O que o senhor quer dizer com perseguição? É perigoso neste momento para Battisti retornar à Itália?
AN –  Eu não sei se é perigoso. Mas é certo que ele foi condenado à prisão perpétua e seria para ele uma situação muito grave. Mas seguramente ele seria alvo de uma perseguição política e midiática.

– Trata-se, portanto, de um temor com fundamento?

AN –  Veja bem, o governo italiano, depois de 30 anos, quer recuperar, para fazer um exemplo, as pessoas que se refugiaram no exterior. E que se refugiaram no exterior porque na Itália havia uma condição de Justiça que era impossível de agüentar.

– O que significa esse "exemplo"? A punição de Battisti resolveria a questão da violência na Itália nos anos 70?
AN –  Precisamente.

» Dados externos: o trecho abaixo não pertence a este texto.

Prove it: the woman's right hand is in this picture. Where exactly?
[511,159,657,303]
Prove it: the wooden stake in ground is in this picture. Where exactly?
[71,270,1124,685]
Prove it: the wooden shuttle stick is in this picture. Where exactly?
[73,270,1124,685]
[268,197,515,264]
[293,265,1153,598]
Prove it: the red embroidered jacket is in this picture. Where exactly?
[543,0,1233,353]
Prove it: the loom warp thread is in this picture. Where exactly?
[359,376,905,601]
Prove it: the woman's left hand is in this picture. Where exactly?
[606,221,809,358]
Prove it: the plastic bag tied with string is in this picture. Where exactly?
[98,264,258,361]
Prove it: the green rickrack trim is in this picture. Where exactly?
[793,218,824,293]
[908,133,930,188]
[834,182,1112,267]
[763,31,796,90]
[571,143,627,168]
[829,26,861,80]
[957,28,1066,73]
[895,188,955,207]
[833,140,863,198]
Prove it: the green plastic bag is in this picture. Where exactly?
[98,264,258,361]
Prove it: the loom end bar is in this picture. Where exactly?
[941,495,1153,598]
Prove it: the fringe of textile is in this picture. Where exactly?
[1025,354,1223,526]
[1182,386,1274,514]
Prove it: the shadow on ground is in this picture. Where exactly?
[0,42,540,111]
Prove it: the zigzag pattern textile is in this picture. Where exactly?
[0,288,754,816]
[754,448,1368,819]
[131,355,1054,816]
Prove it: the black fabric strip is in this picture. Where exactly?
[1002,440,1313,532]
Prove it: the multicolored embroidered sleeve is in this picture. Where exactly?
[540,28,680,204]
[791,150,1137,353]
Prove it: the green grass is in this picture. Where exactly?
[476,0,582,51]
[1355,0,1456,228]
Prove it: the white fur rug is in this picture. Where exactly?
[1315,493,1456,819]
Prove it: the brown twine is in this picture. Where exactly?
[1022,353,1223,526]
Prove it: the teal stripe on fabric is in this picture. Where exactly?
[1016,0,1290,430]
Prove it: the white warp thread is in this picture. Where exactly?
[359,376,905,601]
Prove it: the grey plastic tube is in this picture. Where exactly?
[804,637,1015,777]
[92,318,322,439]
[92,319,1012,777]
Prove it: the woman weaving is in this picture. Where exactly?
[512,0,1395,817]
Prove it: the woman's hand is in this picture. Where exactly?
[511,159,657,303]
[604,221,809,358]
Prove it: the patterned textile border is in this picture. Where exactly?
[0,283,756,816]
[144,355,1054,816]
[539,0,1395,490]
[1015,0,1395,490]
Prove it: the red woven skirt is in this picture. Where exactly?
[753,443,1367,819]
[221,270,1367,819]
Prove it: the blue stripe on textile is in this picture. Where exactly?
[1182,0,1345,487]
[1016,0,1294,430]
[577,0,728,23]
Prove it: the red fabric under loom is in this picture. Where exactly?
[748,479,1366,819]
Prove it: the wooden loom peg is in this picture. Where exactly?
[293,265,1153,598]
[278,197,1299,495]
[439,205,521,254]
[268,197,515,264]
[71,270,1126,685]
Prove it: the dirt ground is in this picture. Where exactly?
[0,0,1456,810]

Resolveria em dois sentidos: por um lado, se recupera aquilo que eles chamam ‘um assassino’; e por outro se esquece aquele que foi um Estado de Exceção, que permitiu a detenção e a prisão preventiva de milhares de pessoas durante estes anos. É necessário recordar que nos anos 70 o limite jurídico da prisão preventiva era fixado em 12 anos. É necessário recordar o uso da tortura e de processos sumários inteiramente construídos sob a palavra de presos aos quais era prometida a liberdade em troca de confissões. Este foi o clima dos anos 70. E não nos esqueçamos que nos anos 70 houve 36 mil detenções, seis mil pessoas foram condenadas e milhares se refugiaram no exterior. E se há quem duvide desses números, e que quer continuar duvidando, basta que deem uma olhada nos relatórios da Anistia Internacional naqueles anos.
Portanto, essa é uma questão muito séria. O caso Battisti é, na verdade, um pobre exemplo de uma estrutura, de um sistema no qual a perseguição, insisto na palavra ‘perseguição’, era acompanhada por enormes escândalos na estrutura política e militar italiana. Houve uma construção, principalmente por meio de uma loja maçônica chamada P2, de uma série de atentados dos quais ainda hoje ninguém sabe quem foram os autores, atentados que deixaram milhares de mortos, por parte da direita. E o governo italiano nunca pediu, por exemplo, que o único condenado por estes atentados seja extraditado do Japão, onde se refugiou. Existe uma desigualdade nas relações que o governo italiano mantém com todos os outros condenados e refugiados de direitas que é maluca. O governo italiano é um governo quase fascista.

– Se houvesse um governo de esquerda na Itália o caso seria o mesmo? [O líder da oposição de centro-esquerda] Romano Prodi faria o mesmo?
AN –
Eu não acredito que Prodi faria o mesmo, mas parte da esquerda faria o mesmo, isso é verdade.

– Como o senhor vê hoje o PAC [Proletários Armados pelo Comunismo, grupo do qual Battisti fazia parte]?
AN –
O PAC era um grupo muito marginal, mas isso não significa que não estivesse dentro do grande movimento pela autonomia. Mas ouça, o problema é esse: eu acho que as coisas das quais foi acusado Battisti são coisas muito graves, mas – e isso me parece importante dizer – estas são responsabilidades compartilhadas por toda a esquerda verdadeira. Não se trata de um caso específico. O Supremo Tribunal Federal do Brasil construiu uma jurisprudência pela qual foram acolhidos outros italianos nas mesmas condições que Battisti.

Antonio Negri, 75, é um filósofo italiano, professor da Universidade de Pádua (Itália) e do Colégio Internacional de Paris (França). Entre os anos 50 e 70, participou dos movimentos de esquerda na Itália, condenando tanto a direita quanto o stalinismo. Esteve preso entre 1979 e 1983, depois se exilou na França por 14 anos. Condenado por subversão, o filósofo voltou para a Itália em 1997 e cumpriu pena até 2003. Atualmente, divide seu tempo entre Veneza e Paris, cidades onde desenvolve atividades acadêmicas.